Seascape: Folkestone is an oil painting created by Joseph Mallord William Turner. It dates to around 1845, when Turner made a return visit to Folkestone.[1] The painting depicts a swirling seascape featuring the shoreline and cliffs of Folkestone with two boats heading out to sea, one a sailboat and the other with a funnel.[2] It is composed mostly of green hues with touches of other pigments. According to Sotheby's, it features the parish church in Hythe and on the left side Saltwood Castle.[3] Turner chose not to exhibit the painting, considering it too experimental after similar works had been criticised.[2]
On 5 July 1984, it was sold at auction at Sotheby's in London to a private collector for $10,023,200, the highest sum paid for a Turner painting at the time.[3] An 1836 Turner painting titled Juliet and Her Nurse had previously sold at Sotheby's in New York for $6.4 million in May 1980. The seascape, along with approximately 200 other artworks, was from the estate of British art historian Kenneth Clark and was sold by his son, Alan Clark, following his father's death. Clark had decided to sell the collection to pay for estate taxes but said that his father considered the Turner to be "the finest painting in the world" and would never have sold it. The painting had hung in the Clark home of Saltwood Castle before its sale.[2]Guinness World Records recorded it as the most expensive painting of a seascape.[4] Kenneth Clark had purchased the painting in 1950 from D. J. Molteno, the grandson of Sir Donald Currie, who had accumulated a significant Turner collection.[5]

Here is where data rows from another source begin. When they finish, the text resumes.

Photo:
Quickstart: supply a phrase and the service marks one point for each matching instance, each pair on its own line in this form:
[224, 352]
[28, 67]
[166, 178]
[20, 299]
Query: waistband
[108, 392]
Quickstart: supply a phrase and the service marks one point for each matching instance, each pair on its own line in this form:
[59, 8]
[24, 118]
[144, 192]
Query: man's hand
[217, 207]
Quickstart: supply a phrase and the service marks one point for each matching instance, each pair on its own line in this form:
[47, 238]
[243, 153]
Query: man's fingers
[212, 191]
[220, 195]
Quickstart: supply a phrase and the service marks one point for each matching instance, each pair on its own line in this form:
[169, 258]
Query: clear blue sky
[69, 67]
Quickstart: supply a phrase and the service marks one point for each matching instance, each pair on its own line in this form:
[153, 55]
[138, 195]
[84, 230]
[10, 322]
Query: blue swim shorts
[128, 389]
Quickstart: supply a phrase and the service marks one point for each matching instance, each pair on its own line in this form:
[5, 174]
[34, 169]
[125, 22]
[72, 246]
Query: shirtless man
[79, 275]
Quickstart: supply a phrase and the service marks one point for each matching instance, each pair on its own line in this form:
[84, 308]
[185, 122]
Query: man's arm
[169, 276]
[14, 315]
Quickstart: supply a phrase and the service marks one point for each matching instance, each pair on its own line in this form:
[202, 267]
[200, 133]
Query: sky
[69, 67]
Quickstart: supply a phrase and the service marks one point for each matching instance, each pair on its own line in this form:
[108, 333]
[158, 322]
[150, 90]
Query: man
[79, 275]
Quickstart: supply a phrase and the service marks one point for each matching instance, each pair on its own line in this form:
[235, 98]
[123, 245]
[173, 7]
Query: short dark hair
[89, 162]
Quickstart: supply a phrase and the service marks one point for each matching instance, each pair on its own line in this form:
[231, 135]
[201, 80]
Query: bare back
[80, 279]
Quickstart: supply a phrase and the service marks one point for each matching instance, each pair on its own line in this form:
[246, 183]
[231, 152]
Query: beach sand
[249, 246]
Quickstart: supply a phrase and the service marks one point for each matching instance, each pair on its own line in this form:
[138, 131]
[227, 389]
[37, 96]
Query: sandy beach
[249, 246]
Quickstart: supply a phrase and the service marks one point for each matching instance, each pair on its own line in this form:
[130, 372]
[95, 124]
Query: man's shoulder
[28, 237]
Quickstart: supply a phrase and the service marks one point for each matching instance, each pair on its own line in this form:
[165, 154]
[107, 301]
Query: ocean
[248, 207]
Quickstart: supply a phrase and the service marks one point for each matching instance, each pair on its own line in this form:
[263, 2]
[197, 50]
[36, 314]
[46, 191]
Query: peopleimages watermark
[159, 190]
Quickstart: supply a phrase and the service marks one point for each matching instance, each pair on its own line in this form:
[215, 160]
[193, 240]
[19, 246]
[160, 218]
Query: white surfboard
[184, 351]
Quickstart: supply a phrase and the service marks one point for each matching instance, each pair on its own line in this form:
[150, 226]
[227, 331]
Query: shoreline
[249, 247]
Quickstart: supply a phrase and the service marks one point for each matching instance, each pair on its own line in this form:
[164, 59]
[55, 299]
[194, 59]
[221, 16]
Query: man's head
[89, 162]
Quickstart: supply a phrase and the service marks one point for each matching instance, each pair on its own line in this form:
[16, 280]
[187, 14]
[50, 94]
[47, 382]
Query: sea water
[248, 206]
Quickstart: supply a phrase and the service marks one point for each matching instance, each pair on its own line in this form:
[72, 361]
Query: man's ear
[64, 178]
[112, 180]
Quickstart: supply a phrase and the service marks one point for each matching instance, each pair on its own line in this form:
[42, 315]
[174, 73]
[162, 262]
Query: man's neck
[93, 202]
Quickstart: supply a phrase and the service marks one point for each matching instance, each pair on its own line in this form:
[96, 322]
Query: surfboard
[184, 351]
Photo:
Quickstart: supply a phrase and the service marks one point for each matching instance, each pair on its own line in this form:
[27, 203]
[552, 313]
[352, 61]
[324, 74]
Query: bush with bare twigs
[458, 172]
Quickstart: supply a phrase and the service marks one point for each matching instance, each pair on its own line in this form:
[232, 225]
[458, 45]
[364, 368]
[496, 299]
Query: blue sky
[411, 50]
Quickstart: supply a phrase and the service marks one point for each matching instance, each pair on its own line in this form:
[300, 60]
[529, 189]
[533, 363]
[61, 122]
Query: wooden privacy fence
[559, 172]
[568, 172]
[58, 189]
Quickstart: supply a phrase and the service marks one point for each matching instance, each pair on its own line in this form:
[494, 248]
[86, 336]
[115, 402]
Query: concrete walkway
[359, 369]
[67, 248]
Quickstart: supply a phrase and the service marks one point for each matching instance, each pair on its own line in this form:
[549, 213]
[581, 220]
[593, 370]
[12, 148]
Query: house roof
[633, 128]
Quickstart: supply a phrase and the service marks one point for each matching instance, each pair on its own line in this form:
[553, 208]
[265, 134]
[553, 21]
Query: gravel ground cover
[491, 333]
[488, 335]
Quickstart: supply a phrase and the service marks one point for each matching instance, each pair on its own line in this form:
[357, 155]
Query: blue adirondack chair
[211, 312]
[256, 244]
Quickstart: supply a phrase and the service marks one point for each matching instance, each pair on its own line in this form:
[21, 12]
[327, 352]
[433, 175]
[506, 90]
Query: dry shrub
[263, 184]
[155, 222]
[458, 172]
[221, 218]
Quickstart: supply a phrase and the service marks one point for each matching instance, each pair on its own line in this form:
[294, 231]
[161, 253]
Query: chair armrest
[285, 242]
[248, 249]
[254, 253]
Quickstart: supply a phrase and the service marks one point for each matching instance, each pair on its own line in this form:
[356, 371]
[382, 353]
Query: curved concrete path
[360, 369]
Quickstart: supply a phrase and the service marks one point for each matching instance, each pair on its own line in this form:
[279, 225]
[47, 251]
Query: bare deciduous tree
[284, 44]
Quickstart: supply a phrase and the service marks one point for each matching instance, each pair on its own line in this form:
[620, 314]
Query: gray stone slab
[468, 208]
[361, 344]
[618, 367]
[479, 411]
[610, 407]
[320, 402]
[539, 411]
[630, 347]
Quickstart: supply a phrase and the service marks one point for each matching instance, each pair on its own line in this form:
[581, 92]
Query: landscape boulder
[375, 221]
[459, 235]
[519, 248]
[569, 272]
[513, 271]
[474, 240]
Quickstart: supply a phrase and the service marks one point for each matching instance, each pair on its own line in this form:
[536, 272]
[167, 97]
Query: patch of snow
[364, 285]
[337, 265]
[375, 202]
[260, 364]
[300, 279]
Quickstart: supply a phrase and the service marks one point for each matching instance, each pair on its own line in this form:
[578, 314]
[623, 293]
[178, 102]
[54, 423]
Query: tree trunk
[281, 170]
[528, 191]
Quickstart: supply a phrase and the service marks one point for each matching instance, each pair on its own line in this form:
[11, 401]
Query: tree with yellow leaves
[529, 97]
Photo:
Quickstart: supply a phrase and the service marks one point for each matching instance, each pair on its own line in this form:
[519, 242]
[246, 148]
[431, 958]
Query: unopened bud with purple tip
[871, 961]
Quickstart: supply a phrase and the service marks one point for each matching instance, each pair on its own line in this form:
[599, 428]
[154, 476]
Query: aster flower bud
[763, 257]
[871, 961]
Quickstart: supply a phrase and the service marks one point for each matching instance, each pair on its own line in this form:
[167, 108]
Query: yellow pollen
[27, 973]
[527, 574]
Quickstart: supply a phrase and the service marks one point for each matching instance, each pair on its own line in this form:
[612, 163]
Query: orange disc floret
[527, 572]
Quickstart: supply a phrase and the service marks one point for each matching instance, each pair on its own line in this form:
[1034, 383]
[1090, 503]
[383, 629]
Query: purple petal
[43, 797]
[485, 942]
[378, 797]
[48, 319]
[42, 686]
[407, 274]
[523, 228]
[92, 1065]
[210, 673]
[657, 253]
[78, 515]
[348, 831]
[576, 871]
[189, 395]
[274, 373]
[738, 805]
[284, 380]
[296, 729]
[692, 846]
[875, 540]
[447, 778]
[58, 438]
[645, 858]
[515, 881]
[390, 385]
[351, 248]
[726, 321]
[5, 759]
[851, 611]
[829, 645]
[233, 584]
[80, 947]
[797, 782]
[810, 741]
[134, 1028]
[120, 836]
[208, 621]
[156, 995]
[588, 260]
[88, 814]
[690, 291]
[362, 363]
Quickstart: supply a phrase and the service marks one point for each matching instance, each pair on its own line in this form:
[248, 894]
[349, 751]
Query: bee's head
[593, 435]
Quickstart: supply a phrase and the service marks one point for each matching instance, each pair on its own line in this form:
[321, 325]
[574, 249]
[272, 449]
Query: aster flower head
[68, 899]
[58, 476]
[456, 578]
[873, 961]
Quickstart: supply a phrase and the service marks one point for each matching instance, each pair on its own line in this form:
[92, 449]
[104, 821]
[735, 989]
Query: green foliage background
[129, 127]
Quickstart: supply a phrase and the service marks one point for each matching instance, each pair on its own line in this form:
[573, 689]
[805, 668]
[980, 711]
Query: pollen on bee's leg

Following the auction, Sotheby's reported that the painting's anonymous buyer had offered the painting for a four-month display at the National Gallery in London, but it had been declined due to refurbishment.[2]
Robert Wark, curator at the Huntington Museum and Library in San Marino described the seascape as "an important, late Turner painting". Its swirling colours were described as "lovely" and "almost abstract" by Florence Elisabeth Coman, interim curator of modern paintings at the National Gallery of Art.[2]